Un projet de marais filtrant, premier en son genre sur l’île de Montréal selon ses responsables, est en cours d’élaboration dans un terrain industriel à Montréal-Est.
Le projet de recherche en phytoremédiation du Jardin botanique de Montréal et de l’Université de Montréal vise à décontaminer les eaux de nappe phréatique d’un site de ParaChem, fabricant de paraxylène, un hydrocarbure utilisé dans la production du polyester.
Les responsables de ce projet et d’un banc d’essai en phytoremédiation de terrains industriels dans Pointe-aux-Trembles ont prévu de les présenter, fin septembre, à des dizaines de scientifiques de différents pays dans le cadre de la 14e Conférence internationale des phytotechnologies.
Dans le projet de marais filtrant, l’eau souterraine d’un site contaminé aux dérivés pétrochimiques toxiques sera pompée dans une série de bassins, où, on l’espère, des plantes aquatiques ou semi-aquatiques absorberont les contaminants.
L’eau circulera constamment dans le système, sera régulièrement analysée vers la sortie puis, si jugée suffisamment décontaminée, envoyée directement dans les égouts municipaux. Sinon, vers le système conventionnel de traitement chimique de ParaChem.
«La plupart des systèmes environnementaux fonctionnent comme ça: un système qui fonctionne avec les plantes pendant la belle saison et un système plus classique pendant la mauvaise saison. De façon à ce que ça fonctionne tout le temps», précise le gestionnaire du projet à l’Institut de recherche en biologie végétale de l’Université de Montréal, Patrick Benoît.
La plantation d’espèces végétales dans le «marais» est prévue au printemps 2018.
Éviter la dissémination
Il est important d’intercepter les contaminants des nappes phréatiques notamment parce que celles-ci sont connectées et que les contaminants de l’une peuvent migrer vers d’autres, rappelle M. Benoit.
«On le voit avec des expériences: quand il y a terrains contaminés, rarement la contamination reste sur le terrain. Elle est disséminée par différentes choses comme les puits, les animaux, les végétaux ou le vent. Deuxième problème; si vous utilisez cette nappe phréatique pour en consommer l’eau potable ou pour l’irrigation, elle n’est pas disponible pour vous. C’est deux problèmes, l’un économique, l’autre écologique», observe le chercheur.
Parachem traite déjà des eaux de nappe phréatique pour en retirer le phénol-acétone hérité de son ancêtre BA Shawinigan. L’usine en a produit de 1953 à 1991.
«Je suis extrêmement fier de voir le savoir du Jardin botanique venir nous aider dans l’est de Montréal, pour faire l’amélioration des terrains», déclare le directeur général de Chimie ParaChem, André Brunelle.
Le projet fait partie du mandat de la Fiducie des Installations pétrochimiques de Montréal-Est. Celle-ci a la charge de réhabiliter les terrains contaminés et récupérer les eaux contaminées des sites dont elle est fiduciaire.
«La Fiducie est fière d’être associée à Chimie ParaChem, [l’IRBV] et le Jardin botanique de Montréal pour l’application, la réalisation et la mise en place du premier projet de phytoremédiation», déclare-t-elle dans un courriel.
Le phénol
Entre notamment dans la fabrication de résines et de produits organiques. Considéré comme nocif en cas d’ingestion, toxique par contact cutané et mortel par inhalation, selon le Système d’information sur les matières dangereuses utilisées au travail (SIMDUT).
L’acétone
Tres utilisée comme solvant. Considéré comme liquide inflammable et irritant pour les yeux, selon le Système d’information sur les matières dangereuses utilisées au travail (SIMDUT).
Projet d’écopile
L’IRBV négocie avec la Fiducie dans le but de traiter la terre issue de l’aménagement du marais par écopile.

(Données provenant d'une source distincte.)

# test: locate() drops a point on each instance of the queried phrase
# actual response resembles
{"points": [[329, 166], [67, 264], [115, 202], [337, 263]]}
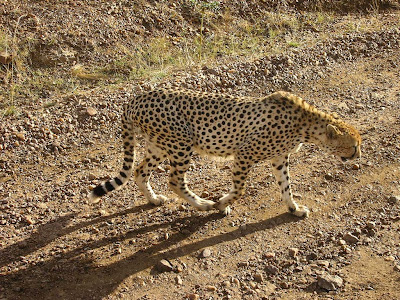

Ce procédé similaire à la biopile décontamine les sols à l’aide de micro-organismes, mais y ajoute un couvert végétal au lieu d’une bâche, afin de contrôler les effluents et aider les micro-organismes à dégrader les composants organiques.
Les plantes accumulent alors éléments minéraux et métaux lourds avant d’être soit transformées en «biochar», réduites en cendres pour de la bioénergie ou servir à la production de bioproduits.
Si le projet va de l’avant, la biopile serait formée en même temps que la plantation dans le marais, au printemps 2018, estime M. Benoit.